Subject: Private Law and Crime

 

Dear Jason et al

Sorry for the delay; Easter holidays. I don't like to harp on a favourite topic of mine, but it seems that what you are asking lies in the area of the tort of breach of statutory duty, which as you of course know was (in my view) almost but not quite completely abolished in Canada in R v Saskatchewan Wheat Pool [1983] 1 SCR 205.

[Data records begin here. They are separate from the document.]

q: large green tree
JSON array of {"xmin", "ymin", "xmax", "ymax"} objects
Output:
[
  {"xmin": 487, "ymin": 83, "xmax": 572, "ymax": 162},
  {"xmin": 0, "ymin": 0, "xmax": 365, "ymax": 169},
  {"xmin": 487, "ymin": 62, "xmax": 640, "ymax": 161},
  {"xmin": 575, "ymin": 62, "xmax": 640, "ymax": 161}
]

Historically the position of the common law courts was almost completely the opposite of your proposition. The civil action for breach of statutory duty is usually traced back to the second Statute of Westminster in 1285, c 50. Comyn’s Digest, tit Action upon Statute F, is a 17th century text source for the availability of an action by an individual who suffers damage caused by the breach of a statute:

[T]hat in every case where a statute enacts or prohibits a thing for the benefit of a person, he shall have a remedy upon the same statute for the thing enacted for his advantage, or for the recompense of a wrong done to him contrary to the said law.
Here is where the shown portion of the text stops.